Leeches - used in the nineteenth century as a popular remedy for many afflictions-produce a molecule that prevents blood from clotting. Drugs that inhibit blood coagulation in heart-attach patients are now being clinically tested because chemist Alexander Tulinsky solved the structure of this molecule - called hirudin - and how it inactivates coagulation.
Although clots can save lives by preventing blood from leaking out of the body, they also kill more than half a million Americans a year. Tulinsky's entire distinguished career studying molecules - he loves "big molecules" - led to an understanding of how clots might be dissolved through a revolutionary method called X-ray crystallography. Tulinsky pioneered the use of the process to x-ray blood protein crystals that he grows in his lab. The resulting pattern is converted into a map of the molecule's atomic arrangement.

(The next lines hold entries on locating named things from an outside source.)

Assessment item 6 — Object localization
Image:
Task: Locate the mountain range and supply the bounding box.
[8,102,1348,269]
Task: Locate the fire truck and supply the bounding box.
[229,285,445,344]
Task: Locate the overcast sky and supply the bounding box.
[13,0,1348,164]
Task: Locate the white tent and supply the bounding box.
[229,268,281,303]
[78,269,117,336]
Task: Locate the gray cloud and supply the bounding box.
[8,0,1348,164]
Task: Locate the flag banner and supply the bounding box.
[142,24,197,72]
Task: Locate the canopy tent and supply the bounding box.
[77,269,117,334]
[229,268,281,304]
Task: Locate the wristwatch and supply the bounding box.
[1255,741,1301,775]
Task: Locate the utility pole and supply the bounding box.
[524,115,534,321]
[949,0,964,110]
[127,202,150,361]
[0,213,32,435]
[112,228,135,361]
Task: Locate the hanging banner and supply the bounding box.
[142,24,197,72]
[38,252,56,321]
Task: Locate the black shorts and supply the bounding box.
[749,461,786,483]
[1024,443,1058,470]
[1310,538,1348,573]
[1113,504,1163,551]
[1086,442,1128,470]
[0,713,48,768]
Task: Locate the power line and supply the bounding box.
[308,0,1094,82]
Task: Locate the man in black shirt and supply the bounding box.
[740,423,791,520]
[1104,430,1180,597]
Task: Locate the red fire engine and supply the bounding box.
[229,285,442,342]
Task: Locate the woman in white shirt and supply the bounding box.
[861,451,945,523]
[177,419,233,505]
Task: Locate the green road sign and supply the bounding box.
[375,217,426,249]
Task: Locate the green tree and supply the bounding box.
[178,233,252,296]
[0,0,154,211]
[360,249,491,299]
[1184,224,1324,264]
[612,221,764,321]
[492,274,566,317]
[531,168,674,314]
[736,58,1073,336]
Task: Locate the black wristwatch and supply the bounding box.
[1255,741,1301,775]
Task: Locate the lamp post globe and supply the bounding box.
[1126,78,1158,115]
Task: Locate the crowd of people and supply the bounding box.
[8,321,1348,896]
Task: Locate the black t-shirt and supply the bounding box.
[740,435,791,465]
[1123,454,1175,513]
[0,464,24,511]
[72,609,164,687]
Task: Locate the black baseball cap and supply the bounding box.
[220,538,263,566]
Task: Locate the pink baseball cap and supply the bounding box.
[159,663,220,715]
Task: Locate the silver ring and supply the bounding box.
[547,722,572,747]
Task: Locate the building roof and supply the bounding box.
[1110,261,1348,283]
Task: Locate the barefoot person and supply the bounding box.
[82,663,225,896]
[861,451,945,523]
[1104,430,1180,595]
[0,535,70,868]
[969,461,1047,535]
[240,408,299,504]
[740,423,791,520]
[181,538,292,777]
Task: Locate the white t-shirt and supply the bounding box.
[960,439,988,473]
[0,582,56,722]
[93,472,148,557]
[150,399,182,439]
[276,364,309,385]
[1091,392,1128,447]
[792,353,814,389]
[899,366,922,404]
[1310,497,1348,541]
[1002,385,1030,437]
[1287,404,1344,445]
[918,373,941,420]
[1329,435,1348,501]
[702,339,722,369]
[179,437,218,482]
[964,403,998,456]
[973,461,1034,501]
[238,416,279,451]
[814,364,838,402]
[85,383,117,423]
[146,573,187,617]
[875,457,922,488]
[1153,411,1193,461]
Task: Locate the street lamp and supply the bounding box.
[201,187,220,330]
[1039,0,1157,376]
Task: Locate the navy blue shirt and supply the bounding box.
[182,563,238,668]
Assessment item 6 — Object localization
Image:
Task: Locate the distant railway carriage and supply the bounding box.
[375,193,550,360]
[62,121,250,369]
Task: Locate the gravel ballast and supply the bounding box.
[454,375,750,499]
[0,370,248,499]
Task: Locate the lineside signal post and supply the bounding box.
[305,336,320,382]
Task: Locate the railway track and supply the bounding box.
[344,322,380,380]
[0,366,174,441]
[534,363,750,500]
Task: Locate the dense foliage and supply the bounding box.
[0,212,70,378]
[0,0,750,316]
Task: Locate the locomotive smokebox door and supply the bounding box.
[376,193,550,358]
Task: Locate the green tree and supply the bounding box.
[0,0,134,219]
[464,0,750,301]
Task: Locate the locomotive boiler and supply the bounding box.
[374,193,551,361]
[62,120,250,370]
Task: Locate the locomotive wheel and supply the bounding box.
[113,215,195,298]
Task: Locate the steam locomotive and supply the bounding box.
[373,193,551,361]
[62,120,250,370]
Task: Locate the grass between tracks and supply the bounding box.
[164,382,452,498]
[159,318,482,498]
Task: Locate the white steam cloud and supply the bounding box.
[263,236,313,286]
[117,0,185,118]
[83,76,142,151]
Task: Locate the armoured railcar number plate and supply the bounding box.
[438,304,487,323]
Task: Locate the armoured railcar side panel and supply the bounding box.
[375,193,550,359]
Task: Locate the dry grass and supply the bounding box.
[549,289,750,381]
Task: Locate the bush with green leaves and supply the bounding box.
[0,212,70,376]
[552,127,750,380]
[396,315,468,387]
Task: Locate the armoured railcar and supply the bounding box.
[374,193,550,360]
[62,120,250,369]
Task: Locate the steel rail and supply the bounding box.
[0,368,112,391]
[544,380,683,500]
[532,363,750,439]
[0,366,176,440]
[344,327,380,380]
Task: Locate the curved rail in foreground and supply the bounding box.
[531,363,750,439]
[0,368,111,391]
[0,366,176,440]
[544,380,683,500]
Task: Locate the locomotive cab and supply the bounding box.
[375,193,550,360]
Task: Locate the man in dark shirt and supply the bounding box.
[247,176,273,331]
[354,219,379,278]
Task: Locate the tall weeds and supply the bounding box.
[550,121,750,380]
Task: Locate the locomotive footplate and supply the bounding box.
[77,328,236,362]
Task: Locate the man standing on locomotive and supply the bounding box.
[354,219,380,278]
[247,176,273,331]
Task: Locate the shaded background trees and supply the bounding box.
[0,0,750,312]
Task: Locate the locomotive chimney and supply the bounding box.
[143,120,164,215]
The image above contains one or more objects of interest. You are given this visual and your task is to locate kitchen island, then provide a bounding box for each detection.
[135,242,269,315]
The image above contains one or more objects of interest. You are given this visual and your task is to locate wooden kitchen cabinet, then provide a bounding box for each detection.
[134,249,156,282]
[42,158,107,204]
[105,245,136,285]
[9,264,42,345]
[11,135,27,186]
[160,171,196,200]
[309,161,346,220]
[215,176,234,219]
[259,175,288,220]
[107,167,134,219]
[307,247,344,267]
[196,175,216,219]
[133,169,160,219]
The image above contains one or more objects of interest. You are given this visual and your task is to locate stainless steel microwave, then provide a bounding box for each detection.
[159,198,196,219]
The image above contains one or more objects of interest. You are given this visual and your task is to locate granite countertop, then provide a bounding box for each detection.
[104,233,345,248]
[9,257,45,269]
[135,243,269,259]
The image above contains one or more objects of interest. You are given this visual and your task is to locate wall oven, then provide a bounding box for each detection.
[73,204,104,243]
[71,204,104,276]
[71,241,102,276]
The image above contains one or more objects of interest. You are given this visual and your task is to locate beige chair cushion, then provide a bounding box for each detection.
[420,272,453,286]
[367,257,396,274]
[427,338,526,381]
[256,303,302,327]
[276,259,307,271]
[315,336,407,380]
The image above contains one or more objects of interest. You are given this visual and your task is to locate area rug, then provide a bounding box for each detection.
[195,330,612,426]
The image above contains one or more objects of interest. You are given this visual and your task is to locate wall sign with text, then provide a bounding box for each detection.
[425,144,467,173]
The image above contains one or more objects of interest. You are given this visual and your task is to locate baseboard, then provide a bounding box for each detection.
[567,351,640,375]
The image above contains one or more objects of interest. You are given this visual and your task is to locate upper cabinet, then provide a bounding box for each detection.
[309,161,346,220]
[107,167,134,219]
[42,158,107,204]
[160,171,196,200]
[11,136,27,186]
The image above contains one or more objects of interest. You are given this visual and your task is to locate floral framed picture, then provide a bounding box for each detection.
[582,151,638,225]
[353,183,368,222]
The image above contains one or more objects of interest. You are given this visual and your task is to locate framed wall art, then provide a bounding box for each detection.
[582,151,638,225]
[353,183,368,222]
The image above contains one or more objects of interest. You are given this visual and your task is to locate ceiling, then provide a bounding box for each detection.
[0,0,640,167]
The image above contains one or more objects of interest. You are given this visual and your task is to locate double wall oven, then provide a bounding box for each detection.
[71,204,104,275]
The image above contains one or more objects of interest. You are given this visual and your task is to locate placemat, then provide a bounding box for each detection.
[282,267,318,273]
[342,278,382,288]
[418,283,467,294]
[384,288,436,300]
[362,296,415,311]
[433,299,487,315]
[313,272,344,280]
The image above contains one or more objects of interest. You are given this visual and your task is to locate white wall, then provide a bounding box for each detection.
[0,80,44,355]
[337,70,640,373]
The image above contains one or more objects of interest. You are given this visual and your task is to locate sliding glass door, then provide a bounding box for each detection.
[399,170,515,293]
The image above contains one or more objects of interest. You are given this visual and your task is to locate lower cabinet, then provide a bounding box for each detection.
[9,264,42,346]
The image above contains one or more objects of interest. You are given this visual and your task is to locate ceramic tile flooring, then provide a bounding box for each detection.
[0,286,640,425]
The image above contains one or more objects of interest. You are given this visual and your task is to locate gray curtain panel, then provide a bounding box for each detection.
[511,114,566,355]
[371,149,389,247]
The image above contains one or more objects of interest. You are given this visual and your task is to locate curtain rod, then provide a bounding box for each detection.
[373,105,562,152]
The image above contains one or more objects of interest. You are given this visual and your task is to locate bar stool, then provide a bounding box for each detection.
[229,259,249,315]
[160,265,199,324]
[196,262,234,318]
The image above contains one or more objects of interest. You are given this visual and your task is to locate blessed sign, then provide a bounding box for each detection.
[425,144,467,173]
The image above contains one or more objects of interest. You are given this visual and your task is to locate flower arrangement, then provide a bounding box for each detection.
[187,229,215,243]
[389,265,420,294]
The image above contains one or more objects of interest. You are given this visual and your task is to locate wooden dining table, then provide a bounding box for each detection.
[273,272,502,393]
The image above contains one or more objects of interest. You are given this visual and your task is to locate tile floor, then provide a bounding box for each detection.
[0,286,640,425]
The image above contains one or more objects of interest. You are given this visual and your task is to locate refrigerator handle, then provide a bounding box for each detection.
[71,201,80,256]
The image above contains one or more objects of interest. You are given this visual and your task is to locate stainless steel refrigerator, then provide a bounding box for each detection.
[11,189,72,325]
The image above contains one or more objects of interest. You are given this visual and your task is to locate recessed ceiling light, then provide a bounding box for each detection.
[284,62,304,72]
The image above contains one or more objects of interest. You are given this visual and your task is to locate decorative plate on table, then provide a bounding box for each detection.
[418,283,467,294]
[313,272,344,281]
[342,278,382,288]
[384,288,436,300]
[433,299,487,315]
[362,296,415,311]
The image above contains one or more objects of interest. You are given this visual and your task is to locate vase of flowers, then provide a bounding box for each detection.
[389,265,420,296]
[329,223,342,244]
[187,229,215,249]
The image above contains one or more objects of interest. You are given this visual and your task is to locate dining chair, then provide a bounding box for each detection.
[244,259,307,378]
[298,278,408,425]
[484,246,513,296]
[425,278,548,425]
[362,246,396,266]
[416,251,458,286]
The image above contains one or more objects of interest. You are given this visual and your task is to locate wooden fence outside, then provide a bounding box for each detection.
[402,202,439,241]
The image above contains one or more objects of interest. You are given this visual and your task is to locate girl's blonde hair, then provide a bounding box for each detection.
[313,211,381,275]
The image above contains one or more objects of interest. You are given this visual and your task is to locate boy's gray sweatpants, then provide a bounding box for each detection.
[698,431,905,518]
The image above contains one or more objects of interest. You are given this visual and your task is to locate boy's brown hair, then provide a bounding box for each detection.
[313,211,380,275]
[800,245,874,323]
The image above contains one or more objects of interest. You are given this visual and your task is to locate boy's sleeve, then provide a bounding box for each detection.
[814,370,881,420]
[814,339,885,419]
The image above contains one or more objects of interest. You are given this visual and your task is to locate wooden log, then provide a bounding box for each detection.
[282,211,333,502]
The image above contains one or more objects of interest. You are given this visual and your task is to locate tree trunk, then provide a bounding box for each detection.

Tulinsky explains that "when you know the positions of atoms in a molecule, you can uncover how they achieve something, such as blood coagulation."
Tulinsky's work, lauded by Novel-prize winning scientists at his recent retirement, will be continued by Jim Geiger, who was attracted to MSU because of the x-ray facility. At the facility's core are two mirrors that produce intense x-ray beams. Manufactured by OSMIC, a Michigan company, the mirrors were first installed at MSU and are now available commercially throughout the world. "Our lab is state of the art," says Tulinsky. "Protein crystallography is revolutionizing bioloby. It crosses biochemistry, chemistry, physics, and biology and attracts the brightest young students in structural bioloby. Recently, protein crystallography solved the problem of the onset of the AIDS infection."